I wanted to meet Eunice at JFK, but it turns out that you can’t even get close to the airport without a plane ticket anymore. The cabbie left me at the third American Restoration Authority checkpoint on the Van Wyck, where the National Guard had set up a greeting area, a twenty-foot camouflaged tarp beneath which a crowd of poor middle-class folk huddled in anticipation of their relatives. I almost missed her flight because a part of the Williamsburg Bridge had collapsed and we spent an hour trying to turn around on Delancey Street next to a hasty new ARA sign that said “Together We’ll Repare [sic] This Bridge.”
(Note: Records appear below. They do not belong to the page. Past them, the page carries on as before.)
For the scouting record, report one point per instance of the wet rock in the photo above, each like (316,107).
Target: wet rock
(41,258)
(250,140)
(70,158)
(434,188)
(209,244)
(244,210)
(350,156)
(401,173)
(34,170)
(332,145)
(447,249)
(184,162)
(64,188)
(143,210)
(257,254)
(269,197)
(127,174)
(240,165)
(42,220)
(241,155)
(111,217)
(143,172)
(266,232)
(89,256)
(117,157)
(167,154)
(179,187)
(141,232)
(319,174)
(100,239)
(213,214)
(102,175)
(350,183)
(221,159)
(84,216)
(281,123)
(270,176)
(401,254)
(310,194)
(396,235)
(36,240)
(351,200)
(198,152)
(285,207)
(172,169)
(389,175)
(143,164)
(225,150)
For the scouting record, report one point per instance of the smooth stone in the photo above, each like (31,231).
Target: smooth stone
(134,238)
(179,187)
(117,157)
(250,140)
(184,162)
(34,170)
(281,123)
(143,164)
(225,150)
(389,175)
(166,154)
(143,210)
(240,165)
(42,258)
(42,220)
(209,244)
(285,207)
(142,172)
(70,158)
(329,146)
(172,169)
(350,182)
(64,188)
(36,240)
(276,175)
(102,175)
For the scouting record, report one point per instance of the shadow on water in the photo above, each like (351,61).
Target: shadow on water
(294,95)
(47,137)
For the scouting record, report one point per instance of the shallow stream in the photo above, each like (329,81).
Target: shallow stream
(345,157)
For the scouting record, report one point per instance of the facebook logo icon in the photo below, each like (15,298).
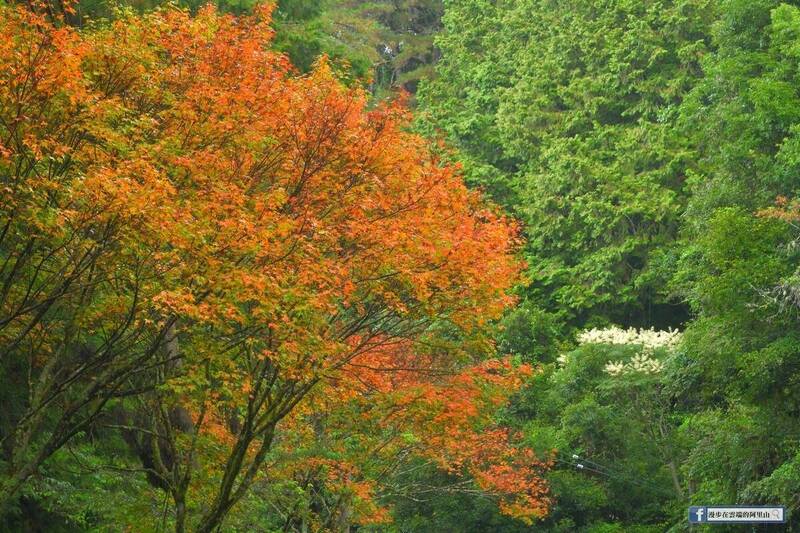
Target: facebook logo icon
(697,515)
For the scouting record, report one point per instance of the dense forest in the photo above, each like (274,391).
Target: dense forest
(398,265)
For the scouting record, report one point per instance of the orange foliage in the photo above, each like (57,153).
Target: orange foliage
(316,258)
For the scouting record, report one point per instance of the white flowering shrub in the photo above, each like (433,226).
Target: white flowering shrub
(648,340)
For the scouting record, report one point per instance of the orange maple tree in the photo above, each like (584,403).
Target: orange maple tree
(248,251)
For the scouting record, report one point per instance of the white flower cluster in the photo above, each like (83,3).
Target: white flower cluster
(647,339)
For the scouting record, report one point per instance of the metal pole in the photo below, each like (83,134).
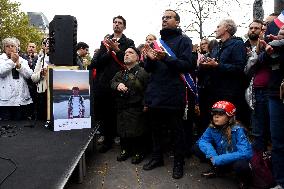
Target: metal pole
(278,6)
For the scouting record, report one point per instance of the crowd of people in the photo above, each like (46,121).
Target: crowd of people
(226,89)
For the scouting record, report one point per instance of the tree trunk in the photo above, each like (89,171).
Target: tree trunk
(278,6)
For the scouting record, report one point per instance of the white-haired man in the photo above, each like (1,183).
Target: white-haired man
(14,71)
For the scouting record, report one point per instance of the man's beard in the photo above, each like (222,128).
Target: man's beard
(253,36)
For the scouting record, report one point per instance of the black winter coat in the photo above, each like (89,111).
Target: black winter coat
(130,116)
(106,67)
(166,89)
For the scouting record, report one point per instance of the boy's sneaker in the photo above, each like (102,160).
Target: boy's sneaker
(211,173)
(277,187)
(122,156)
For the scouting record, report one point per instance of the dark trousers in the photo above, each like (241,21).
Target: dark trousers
(260,120)
(240,167)
(12,113)
(276,112)
(105,113)
(173,119)
(133,145)
(41,106)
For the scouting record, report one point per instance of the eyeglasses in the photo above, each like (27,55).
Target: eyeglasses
(256,28)
(167,17)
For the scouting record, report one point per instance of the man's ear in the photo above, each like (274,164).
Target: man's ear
(177,23)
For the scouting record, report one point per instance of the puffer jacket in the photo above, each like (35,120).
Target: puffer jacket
(14,92)
(214,145)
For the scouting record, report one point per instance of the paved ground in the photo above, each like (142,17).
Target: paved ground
(104,172)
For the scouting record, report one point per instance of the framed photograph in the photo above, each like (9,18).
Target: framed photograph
(69,99)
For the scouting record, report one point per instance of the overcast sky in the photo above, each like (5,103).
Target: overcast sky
(95,17)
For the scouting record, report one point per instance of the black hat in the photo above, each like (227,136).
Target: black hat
(136,50)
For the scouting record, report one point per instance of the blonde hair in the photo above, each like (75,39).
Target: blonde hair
(10,41)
While we were pulling up to the checkpoint, my äppärät came through with another bit of wonderful news. Nettie Fine is alive and well! She teened me, using a new secure address. “Lenny, I’m so sorry if I brought you down when I saw you in Rome. My kids tell me sometimes I can be a real ‘Nervous Nettie.’ I just wanted to let you know things aren’t so bad! There’s good news on my desk all the time. There’s real change back home. The poor people thrown out of their homes are getting organized just like in the Great Depression. These ex–National Guard boys are building cabins in the parks and protesting that they don’t have their Venezuela bonuses. I can just feel a burst of bottom-up energy! Media isn’t covering it, but you go take a look in Central Park and tell me what you see.
Maybe the reign of Jeffrey Otter is finally behind us! xxx, Nettie Fine.” I teened her right back, telling her that I would go see the Low Net Worth people in the park and that I was in love with a girl named Eunice Park who (I anticipated Nettie’s first question) wasn’t Jewish but was perfect in every other way.